Currently used glucocorticoids include prednisone, prednisolone, dexamethasone (Dex), triamcinolone acetonide (TA), and fluocinolone acetonide (FA). These drugs are often first line therapies for inflammatory ocular conditions. All of these compounds have highly similar structures with a shared steroid backbone. Interestingly, despite their structural similarly, these steroids are capable of eliciting subtly different effects. For example, a study comparing Dex with TA and FA found that all three bound GR with a similar affinity and activated a reporter gene to a similar extent (Nehme et al. 2009). This would suggest that the gene populations activated or repressed by GR when bound to any of these three glucocorticoids would be indistinguishable. However, this did not turn out to be the case. Using several human trabecular meshwork cell lines, the authors performed gene array analyses in the absence of steroid and then in the presence of a saturating concentration of each of the three steroids. Surprisingly, in all cell lines, a significant number of genes whose expression was altered by steroid treatment were unique for each of the three steroids used. For example, TM93 was a cell line derived from a 35-year-old donor. Treatment with a saturating concentration of FA for 24 h resulted in the altered expression of 4,483 genes. Of these 2,294 genes were unique (i.e., they were not altered by treatment with either Dex or TA). Conversely, of the 3,523 genes whose expression was altered by a similar treatment with Dex, 745 were unique. In the case of TA, of 2,430 genes, 555 were unique. For TM93, 1,150 genes were altered similarly by all three steroids. What this study illustrates is that each steroid confers upon GR a subtly different shape. These shapes, in turn, determine which protein DNA complexes will form and upon which genes they will form. While in the early stages of development, this sort of fine control may allow us to design steroids that target inflammatory genes but spare the genes which cause IOP and cataract formation.

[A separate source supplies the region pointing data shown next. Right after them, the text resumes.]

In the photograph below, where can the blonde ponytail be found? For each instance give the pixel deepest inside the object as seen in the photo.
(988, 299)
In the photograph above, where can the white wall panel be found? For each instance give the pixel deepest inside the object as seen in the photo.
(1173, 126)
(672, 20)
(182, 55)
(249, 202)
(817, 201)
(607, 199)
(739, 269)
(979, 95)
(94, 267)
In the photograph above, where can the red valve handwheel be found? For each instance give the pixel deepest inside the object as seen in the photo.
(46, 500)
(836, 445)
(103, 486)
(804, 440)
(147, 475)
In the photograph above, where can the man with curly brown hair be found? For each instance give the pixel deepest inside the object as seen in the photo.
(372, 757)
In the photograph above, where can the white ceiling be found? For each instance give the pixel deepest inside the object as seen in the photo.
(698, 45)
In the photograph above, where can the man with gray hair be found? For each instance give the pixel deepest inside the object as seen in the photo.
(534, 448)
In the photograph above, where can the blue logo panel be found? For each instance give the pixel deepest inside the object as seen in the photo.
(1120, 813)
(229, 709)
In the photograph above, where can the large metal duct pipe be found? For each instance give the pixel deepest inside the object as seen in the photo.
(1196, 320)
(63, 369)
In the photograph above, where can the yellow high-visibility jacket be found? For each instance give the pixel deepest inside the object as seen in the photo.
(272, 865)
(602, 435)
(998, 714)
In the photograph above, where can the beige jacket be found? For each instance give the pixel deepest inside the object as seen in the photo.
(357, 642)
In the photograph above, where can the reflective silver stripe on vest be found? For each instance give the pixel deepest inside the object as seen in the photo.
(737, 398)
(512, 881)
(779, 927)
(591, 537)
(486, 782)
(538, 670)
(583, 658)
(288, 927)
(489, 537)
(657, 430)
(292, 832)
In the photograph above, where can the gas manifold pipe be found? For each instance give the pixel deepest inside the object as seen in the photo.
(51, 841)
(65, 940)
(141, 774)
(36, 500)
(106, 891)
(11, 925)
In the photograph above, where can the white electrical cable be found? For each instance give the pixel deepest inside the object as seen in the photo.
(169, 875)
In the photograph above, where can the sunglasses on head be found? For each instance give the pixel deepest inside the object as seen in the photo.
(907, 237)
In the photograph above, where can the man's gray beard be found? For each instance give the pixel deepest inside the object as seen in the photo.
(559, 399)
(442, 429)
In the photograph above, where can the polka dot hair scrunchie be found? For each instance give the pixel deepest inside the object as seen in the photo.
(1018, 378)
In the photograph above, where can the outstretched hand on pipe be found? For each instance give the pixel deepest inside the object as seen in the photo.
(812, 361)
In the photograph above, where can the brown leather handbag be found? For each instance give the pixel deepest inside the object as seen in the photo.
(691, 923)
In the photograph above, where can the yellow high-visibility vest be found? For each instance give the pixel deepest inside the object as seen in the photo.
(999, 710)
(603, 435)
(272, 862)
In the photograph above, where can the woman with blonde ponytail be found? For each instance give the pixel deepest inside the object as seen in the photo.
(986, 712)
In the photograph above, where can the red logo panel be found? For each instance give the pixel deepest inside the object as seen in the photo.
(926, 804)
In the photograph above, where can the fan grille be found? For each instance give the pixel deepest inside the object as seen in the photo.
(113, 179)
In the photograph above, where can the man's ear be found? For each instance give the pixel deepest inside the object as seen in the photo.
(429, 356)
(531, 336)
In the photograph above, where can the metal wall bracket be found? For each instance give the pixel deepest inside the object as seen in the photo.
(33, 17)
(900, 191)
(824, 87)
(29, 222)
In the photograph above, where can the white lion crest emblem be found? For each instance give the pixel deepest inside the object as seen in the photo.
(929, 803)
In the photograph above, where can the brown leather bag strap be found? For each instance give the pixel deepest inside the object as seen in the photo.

Side effects are a serious issue with this drug target. Cataract and IOP are common effects of intravitreal triamcinolone injections. For example, a sustained-release implant of fluocinolone which releases for a period of 30 months allows for the tapering of systemic glucocorticoids but in phakic eyes, will induce cataract formation in almost all patients over time with a 60% risk of glaucoma as well (Callanan et al. 2008).